Running with the point and the adjacent interest in having its arguments heard sooner rather than later, TikTok and the other mentioned parties asked the D.C. appellate court to resolve their motion by this month’s end.

In said motion, the creators expressed the belief that an expedited process “is needed to avoid irreparable harm,” with the app reiterating once more its position that a divestiture under the law “is not commercially, technologically, or legally feasible.” Additionally, the creators in the legal text pointed to First Amendment concerns.

Moving beyond these contentions and returning to the sought schedule, TikTok, the filing creators, and the government alike, intending to leave enough time before the deadline for a possible challenge before the Supreme Court, specifically asked the court to rule by December 6th.

Behind the date, an opening brief in the TikTok ban lawsuit would be set for June 20th, responses and replies would arrive in late July and August, and oral arguments would occur on “a date as early as practicable” in September, according to the document.
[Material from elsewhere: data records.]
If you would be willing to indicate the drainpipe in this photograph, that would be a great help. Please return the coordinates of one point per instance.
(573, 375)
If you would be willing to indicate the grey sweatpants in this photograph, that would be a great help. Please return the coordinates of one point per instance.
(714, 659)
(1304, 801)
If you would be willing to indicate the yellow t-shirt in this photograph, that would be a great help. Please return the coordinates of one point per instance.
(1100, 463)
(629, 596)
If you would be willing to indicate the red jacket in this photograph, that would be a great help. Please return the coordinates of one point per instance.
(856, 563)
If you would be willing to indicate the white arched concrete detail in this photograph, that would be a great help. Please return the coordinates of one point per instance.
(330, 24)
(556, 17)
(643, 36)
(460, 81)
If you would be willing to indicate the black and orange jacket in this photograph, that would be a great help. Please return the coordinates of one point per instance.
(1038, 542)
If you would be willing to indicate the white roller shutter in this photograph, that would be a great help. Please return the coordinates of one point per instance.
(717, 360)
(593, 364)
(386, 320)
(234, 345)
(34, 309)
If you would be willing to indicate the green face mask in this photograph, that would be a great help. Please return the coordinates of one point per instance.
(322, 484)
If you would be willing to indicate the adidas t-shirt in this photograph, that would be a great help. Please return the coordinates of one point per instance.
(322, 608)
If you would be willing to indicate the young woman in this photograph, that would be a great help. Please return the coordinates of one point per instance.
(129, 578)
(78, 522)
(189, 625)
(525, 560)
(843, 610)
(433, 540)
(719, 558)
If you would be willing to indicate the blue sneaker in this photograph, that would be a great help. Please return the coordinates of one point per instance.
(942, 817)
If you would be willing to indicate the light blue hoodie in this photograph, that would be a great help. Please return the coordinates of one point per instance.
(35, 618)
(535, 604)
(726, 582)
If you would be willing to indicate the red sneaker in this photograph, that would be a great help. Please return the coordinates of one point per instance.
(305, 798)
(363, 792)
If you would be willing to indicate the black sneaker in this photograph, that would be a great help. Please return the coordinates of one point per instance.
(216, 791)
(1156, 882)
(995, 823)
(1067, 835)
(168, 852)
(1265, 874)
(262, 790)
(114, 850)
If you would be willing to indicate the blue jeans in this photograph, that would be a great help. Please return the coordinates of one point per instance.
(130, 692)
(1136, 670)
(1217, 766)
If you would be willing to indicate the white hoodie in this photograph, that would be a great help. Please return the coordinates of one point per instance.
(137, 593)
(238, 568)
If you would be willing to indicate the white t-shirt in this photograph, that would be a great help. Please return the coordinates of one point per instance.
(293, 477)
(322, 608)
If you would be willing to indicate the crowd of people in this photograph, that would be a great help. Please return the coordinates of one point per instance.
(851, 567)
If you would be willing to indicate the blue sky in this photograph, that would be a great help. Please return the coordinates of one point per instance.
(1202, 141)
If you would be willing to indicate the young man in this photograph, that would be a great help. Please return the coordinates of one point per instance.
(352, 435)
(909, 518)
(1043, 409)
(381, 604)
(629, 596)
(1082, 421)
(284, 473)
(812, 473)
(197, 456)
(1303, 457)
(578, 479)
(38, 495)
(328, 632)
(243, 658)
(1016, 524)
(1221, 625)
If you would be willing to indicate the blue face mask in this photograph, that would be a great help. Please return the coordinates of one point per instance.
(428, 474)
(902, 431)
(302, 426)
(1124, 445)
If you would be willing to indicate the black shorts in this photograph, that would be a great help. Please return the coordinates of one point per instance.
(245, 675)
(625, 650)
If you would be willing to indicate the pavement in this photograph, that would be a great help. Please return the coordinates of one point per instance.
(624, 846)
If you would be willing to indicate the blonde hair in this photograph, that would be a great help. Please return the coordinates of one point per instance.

It’ll be worth closely monitoring the high-stakes situation in the coming weeks and months. Notwithstanding the aforementioned insistence that selling TikTok in the U.S. would prove impossible – in part because the Chinese government, which owns a piece of ByteDance, may not allow the transaction – potential buyers are lining up.

Evidently unfazed by the massive price tag, unprecedented logistical hurdles, and probable lack of a connection between domestic TikTok users and the international community remaining on the original platform, those prospective purchasers now include billionaire real-estate mogul Frank McCourt, per the Wall Street Journal.

Bringing the focus back to the present and the music space, TikTok is continuing to expand despite its far-from-ideal footing in the States. Last week, reports pointed to tests of an hour-long upload limit. And today, the Universal Music-partnered platform reached out with word of “Fan Spotlight.”

Interscope-signed Billie Eilish launched the “artist-first feature” when promoting her latest album, per TikTok, which explained in more words that Fan Spotlight enables artists to pin fan clips to their (the artists’) music tabs.